I ask him, "I understand the Center of Biological Diversity uses lawyers and lawsuits a lot, isn't that kind of backwards?"
"We litigate as a last resort," Suckling says. "If you look at Algodones, for many years, environmentalists and scientists tried to argue with the BLM about what needed to be done and they said, 'we will not do it.' And when the agency says we refuse to do it, that’s when you go to court. I certainly hope that the BLM has learned its lesson and be more receptive at Sand Mountain, but if at the end of the day the agency refuses, then we have no other choice."
I say, "But Jon Crowley Jr. says the endangered species act needs to be reformed?"
"No, I think he doesn’t like it precisely because it does work. The Endangered species act is successful because it changes the way we manage the land. When he says let's reform it, he means let's gut it. It is a very successful act precisely around off road issues such as this."
I ask him, but why should we save subspecies?
“At the Center for Biological Diversity, we don’t just look at the species. We look at the subspecies and populations. Because if you look at the patterns of extinction, it begins with the populations, then the subspecies, and then soon enough the species is gone.”

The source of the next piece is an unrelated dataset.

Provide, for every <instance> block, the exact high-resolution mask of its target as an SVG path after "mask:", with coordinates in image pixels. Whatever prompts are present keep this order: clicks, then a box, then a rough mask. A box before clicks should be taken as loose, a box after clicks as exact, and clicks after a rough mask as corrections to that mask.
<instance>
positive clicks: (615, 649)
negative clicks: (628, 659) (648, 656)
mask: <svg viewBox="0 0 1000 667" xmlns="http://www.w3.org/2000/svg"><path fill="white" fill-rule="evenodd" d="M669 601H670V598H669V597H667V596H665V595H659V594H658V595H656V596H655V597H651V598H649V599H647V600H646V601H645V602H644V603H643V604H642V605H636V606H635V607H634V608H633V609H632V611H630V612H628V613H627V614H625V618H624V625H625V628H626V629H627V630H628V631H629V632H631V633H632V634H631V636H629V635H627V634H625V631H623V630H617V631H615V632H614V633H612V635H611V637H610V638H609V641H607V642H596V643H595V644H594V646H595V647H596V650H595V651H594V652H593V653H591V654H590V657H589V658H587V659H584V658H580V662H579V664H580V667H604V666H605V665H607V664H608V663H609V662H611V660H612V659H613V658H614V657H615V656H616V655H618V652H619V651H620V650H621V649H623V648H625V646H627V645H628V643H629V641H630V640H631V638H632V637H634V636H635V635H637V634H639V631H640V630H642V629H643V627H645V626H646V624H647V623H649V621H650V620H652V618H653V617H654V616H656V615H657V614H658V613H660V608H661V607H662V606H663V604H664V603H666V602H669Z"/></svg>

In a less populated world, a sole off-roader rummaging across a dune is of no consequence. It is these vast numbers and their collective preference for small biological islands, that make them guilty of damaging ecosystems. Regular off-roaders, who tread thousands of miles through the wilderness, are often regarded with little concern by environmentalists. Their route, no impact. Those off-roaders are many times our environmental leaders, our cheerful outdoorspeople.